64:38 - 64:53: And they see very similar things in terms of closing of chromatin at enhancers and loss of lineage-specific transcriptional programs affecting androgen receptor and FOXA1 in that system.
64:53 - 65:06: So I think the two mechanisms are very comparable. And I don't, although we haven't tested it directly, I don't think there's really any difference between enzymatic inhibition and protein degradation.
65:07 - 65:19: Okay. And just in terms of, oh, another question come in. Constantine Mylanos, have you looked at motifs over regions that display increased chromatin accessibility upon BAF inhibition?
65:20 - 65:36: Yeah, that's not something that we have really spent much effort looking into. As you saw, most of the sites affected are closed and very few sites are actually opening. So I'm sorry, we haven't really looked into it.

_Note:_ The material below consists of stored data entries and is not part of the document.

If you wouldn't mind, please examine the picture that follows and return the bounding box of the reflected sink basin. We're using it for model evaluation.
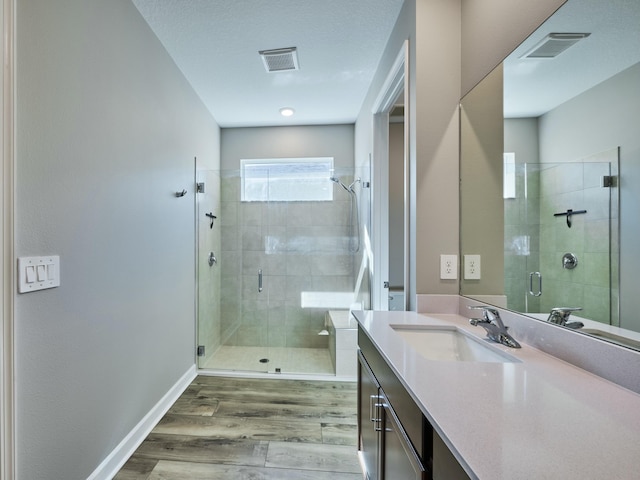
[578,328,640,350]
[391,325,520,363]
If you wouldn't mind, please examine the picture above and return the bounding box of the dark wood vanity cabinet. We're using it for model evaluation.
[358,328,469,480]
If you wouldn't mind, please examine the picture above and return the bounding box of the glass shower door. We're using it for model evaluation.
[505,156,618,325]
[196,171,277,372]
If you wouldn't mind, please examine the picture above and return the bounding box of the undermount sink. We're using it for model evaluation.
[391,325,520,363]
[578,328,640,350]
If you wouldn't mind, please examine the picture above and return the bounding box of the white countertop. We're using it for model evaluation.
[353,311,640,480]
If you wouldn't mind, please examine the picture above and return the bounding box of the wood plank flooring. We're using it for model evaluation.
[115,376,362,480]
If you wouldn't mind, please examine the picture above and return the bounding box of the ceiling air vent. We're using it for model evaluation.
[258,47,299,72]
[520,33,591,58]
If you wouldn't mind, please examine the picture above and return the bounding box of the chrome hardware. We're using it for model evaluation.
[204,212,218,228]
[562,253,578,270]
[469,305,520,348]
[369,395,384,432]
[547,307,584,329]
[529,272,542,297]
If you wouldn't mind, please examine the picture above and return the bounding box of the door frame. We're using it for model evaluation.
[371,40,411,310]
[0,0,16,480]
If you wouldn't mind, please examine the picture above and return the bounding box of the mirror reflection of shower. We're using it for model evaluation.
[329,176,360,253]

65:36 - 65:55: Okay. In terms of many of the, I mean, across the number of diseases that you talked about, for the motifs that you showed, I noticed that a number of them were either well-known or reported to have pioneering activity.
65:56 - 66:09: Do you think this works particularly well with pioneering transcription factors, or do you think it would work with, you know, standard regulators that bind predominantly at open regions already?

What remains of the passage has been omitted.